Overall, I really, really enjoyed this book. It’s the sort of book that you can enjoy without getting emotional scars (see: Game of Thrones). I read the last 20% or so in a long sitting, not wanting to go to bed until I was done. I don’t usually do that. A book has to be actually good to keep me up like that. Therefore, by logical induction, this book was actually good.
I loved the magic system. There were no fireballs and magic missiles, but there was a truly fascinating system of casting lots whereby gifted individuals could determine the answers to any question they could properly formulate.
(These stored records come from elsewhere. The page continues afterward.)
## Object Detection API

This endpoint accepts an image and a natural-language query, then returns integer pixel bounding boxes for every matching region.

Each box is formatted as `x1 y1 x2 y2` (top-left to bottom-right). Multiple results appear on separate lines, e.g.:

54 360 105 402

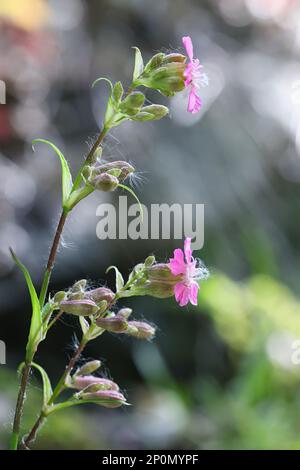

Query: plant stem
24 341 87 448
10 127 109 450
10 363 31 450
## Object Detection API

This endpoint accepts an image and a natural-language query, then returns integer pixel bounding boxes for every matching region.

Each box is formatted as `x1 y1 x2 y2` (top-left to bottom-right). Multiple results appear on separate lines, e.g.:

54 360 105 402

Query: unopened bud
126 321 155 339
95 160 134 183
96 315 128 333
68 291 84 300
163 52 186 64
145 255 155 268
92 173 119 192
76 360 101 375
135 60 186 96
117 308 132 320
146 263 181 284
81 390 126 408
132 104 169 121
144 52 165 74
119 91 145 116
71 279 87 292
85 287 115 305
71 375 119 392
60 299 98 316
53 291 67 304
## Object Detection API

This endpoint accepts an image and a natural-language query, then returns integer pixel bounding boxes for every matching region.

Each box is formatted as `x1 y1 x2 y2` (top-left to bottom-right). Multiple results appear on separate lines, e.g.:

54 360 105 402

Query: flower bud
126 321 155 339
124 280 174 299
71 279 87 292
80 390 126 408
96 315 128 333
119 91 145 116
95 160 134 183
146 263 181 284
145 255 155 268
144 52 165 73
91 173 119 192
71 374 119 392
53 290 67 304
68 291 84 300
60 299 98 316
117 308 132 320
134 58 186 96
132 104 169 122
85 287 115 305
163 52 186 64
76 360 101 375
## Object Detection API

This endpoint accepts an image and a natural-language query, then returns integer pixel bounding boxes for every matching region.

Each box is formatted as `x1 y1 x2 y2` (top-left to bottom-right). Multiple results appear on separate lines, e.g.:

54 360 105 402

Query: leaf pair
32 139 73 211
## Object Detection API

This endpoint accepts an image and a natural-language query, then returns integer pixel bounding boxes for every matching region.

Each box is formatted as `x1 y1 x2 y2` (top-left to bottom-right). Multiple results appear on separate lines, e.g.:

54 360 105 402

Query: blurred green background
0 0 300 449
It’s a well balanced system—powerful, but not overwhelmingly powerful. Makes for very interesting situations.
The driving force of the book was the question: “What’s going on?” If you like the kind of book that drags you along by giving little tidbits of information (but not the whole story), then this is the sort of book for you.
Training montages were also fun.
Maybe this bothered me more as an author than it will other readers, but some of the language got on my nerves. For example, the word ale. The word “ale” appears like 86 times on every page.
Now, this is one of the reasons why writing urban fantasy is more fun than writing epic fantasy: you have more words open to you. I can use words like “booze,” “hammered,” “smashed,” “beer,” and “Budweiser.” Epic fantasy authors are stuck with…ale. Occasionally wine.
So, something else that bothered me was that the characters, at times, were stupid. Like, not normal stupid, but stupid like convenient-for-the-author stupid. The main character, after over and over again being told to keep something secret, when he knows that people are trying to kill him, tells his whole life story. Like, more than once.
Overall, though, I liked the characters. Not amazing, but good. The main character is super annoying at the beginning but later awesome. Other characters, though fairly flat, were that sort of…enjoyable flatness. You know, like Gimli.
Without spoiling the ending, I’ll say that I was a little disappointed. A lot was left unresolved, and the book felt a little incomplete. However, it’s part of a series, so I just have to read on. But this one definitely felt like it ended a little early.
So, I’m a Christian. Big fan of C.S. Lewis—even after finding out that **spoiler alert** Aslan is Jesus. But I know that my readers come from a variety of backgrounds, so I’ll mention the Christian undertones in this book.
Seriously, here: triune God consisting of a Father, Son, and Holy Spirit. A sort of medieval Catholic theocratic church, complete with “arch benefice” (i.e. pope). Demon possession, communion, and monks.
However, it was done well—a very rare thing and difficult to do. I have no reservations recommending this book to people of a variety of faith backgrounds. Which I don’t do for all Christian books, mind you—some make me weep.
But Carr did it well. Some people in the church are corrupt and evil, others are sincere and loving. Bad things happen to good people, and good things happen to bad people. Kind of like real life. The sort of medieval Catholicism in this book actually added some good flavor.
I give Cast of Stones an 8/10. I legitimately really enjoyed this book. I will probably read the whole series.